Le réquisitoire de Jean-Dominique Senard contre Bruxelles

Le fils de diplomate a-t-il perdu son flegme ? Lors d'un déjeuner organisé par la Plateforme de la filière automobile, Jean-Dominique Senard, président de Renault, a dressé le tableau de la "nouvelle donne" internationale de l'industrie automobile. S'il n'a pas voulu verser dans la dramatisation en parlant de "défis enthousiasmants", il n'a toutefois pas dissimulé son vif agacement en évoquant l'action de l'Union européenne ces dernières années.
Il a tout juste concédé "un premier pas dans la bonne direction" après les annonces de la Commission européenne prête à flexibiliser le calcul des normes CAFE. Il a aussitôt rappelé que cette disposition n'était pas encore votée… Bien que Jean-Dominique Senard reconnaisse qu'il y a une "prise de conscience", il se méfie encore des turpitudes des institutions européennes. "Nous regrettons que le débat n'ait pas eu lieu avant", a-t-il lancé.

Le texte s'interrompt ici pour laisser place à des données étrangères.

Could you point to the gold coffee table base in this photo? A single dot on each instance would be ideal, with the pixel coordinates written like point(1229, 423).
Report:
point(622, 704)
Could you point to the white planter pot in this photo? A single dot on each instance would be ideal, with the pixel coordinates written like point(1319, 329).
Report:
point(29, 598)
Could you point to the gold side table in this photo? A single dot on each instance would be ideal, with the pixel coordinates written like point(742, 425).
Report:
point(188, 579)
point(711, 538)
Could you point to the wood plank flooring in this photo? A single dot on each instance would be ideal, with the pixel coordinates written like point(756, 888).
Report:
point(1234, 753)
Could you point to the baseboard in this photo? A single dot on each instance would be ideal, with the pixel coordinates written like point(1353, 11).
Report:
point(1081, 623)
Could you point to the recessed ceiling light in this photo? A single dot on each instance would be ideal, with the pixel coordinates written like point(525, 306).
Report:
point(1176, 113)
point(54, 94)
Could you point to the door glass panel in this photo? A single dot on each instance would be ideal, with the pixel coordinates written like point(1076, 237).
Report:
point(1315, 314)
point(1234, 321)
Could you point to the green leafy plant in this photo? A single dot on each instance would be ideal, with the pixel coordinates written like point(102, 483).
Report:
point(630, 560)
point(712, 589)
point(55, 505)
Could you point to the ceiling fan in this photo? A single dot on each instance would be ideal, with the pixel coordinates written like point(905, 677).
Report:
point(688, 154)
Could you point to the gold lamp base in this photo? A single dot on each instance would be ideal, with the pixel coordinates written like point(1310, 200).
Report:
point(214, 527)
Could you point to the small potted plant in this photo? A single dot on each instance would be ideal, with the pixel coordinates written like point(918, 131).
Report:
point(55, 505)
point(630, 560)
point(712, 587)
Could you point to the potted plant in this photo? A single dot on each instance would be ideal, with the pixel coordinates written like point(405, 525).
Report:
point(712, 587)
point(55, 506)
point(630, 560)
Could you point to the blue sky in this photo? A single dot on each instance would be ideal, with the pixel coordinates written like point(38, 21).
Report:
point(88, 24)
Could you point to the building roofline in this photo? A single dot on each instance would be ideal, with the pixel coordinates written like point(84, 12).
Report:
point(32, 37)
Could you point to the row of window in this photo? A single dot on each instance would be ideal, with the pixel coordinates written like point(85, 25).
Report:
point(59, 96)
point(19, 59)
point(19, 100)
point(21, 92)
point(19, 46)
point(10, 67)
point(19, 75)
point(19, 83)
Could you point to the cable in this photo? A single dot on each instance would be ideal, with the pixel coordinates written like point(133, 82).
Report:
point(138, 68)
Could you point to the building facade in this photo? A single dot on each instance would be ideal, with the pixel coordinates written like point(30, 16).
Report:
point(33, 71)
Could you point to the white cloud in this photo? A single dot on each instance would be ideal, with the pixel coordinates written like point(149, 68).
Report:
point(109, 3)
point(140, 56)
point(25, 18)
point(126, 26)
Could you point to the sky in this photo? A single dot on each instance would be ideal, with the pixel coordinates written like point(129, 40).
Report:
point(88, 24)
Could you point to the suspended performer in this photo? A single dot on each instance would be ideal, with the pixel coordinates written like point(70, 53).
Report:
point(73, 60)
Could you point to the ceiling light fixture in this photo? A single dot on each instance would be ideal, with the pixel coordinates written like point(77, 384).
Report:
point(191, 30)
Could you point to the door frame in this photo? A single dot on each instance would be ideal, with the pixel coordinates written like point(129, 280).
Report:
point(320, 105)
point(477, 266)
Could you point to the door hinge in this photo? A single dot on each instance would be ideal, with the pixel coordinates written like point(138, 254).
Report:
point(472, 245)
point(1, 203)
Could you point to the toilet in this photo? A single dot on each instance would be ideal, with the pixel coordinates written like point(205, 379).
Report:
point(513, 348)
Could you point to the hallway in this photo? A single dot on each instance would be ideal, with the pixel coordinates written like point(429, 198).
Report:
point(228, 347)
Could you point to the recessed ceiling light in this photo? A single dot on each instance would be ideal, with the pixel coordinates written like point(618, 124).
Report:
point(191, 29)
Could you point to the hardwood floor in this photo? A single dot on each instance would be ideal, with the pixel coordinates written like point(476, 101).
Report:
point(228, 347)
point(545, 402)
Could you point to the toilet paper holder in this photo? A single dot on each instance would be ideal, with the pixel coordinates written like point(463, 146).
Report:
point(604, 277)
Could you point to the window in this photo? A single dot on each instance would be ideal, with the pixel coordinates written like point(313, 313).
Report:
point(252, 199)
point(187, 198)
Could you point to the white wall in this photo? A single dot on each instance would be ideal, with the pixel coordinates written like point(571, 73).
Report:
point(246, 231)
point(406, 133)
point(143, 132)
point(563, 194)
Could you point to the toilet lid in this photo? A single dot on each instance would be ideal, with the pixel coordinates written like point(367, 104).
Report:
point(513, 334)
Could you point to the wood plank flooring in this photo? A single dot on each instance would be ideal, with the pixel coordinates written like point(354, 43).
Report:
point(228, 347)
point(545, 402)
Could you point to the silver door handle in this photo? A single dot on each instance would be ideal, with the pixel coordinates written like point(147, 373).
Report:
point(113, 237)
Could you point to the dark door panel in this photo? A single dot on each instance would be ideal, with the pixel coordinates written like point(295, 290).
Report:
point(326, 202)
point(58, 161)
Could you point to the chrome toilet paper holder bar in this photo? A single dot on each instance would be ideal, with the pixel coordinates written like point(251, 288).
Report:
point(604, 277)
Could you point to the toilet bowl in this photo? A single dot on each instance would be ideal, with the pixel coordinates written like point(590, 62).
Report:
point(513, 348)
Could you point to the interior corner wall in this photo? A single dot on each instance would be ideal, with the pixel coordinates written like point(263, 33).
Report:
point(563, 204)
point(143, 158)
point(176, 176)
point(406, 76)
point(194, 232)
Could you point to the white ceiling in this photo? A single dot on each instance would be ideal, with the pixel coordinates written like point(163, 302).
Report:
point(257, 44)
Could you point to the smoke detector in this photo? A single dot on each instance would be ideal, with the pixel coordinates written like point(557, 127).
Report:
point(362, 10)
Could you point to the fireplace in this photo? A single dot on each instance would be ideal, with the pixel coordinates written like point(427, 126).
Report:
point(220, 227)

"Aucune analyse d'impact sérieuse"
Mais le passif est lourd… Devant un parterre de patrons de la filière, tout acquis à sa cause, il a redit que l'Europe avait précipité le calendrier de la décarbonation. "Nous espérions maintenir les hybrides jusqu'en 2040 (...), la décision de 2035 a été prise sans aucune analyse d'impact sérieuse. Nous n'avions pas les minerais, nous dépendions de la Chine pour les batteries", a-t-il déploré.
Jean-Dominique Senard s'est surtout livré à un exercice d'explication de sa vision des cinq révolutions industrielles en cours qui ont la particularité de "ne pas être séquentielles mais cumulatives : la nécessaire décarbonation (...), la transformation de la chaîne de motricité, la révolution numérique et l'avènement de l'IA, la révolution des usages et l'accélération des contraintes d'un contexte politique mondial".
Pour le patron de 72 ans, les événements récents ne sont qu'une suite d'épisodes commencés bien plus tôt. Le protectionnisme de Donald Trump ? Joe Biden l'avait initié avec l'IRA, le plan qui devait stoppé l'inflation mais qui n'était rien d'autre qu'un ensemble de mesures protectionnistes, selon Jean-Dominique Senard. Il estime que le péril est grand pour toute l'industrie automobile, puisque 40 % de la production mondiale est destinée à l'export.
La Chine ne vogue pas vers le "100 % électrique"
C'est dans ce contexte que l'Europe s'est donc "réveillée". Mais le patron de Renault souhaite qu'elle aille plus loin que le "premier pas" sur la flexibilisation des normes CAFE. Il a remis sur la table le projet de "neutralité technologique", rappelant que la Chine avait fait le choix du multiénergie. Quant à ceux qui pensent que la Chine se dirige droit vers le 100 % électrique, il renvoie au phénomène des range extender qui explosent en Chine et "nuancent sérieusement cette trajectoire vers le 100 % électrique".
Jean-Dominique Senard espère que l'Europe avancera sur une réglementation plus globale sur le cycle de vie complet des technologies, c'est-à-dire du puit à la roue. Il a néanmoins reconnu que la voiture 100 % électrique était et restait le moyen le plus efficace de décarboner la mobilité. En ajoutant : "L'Europe doit se souvenir que la filière a de plus en plus besoin d'être soutenue".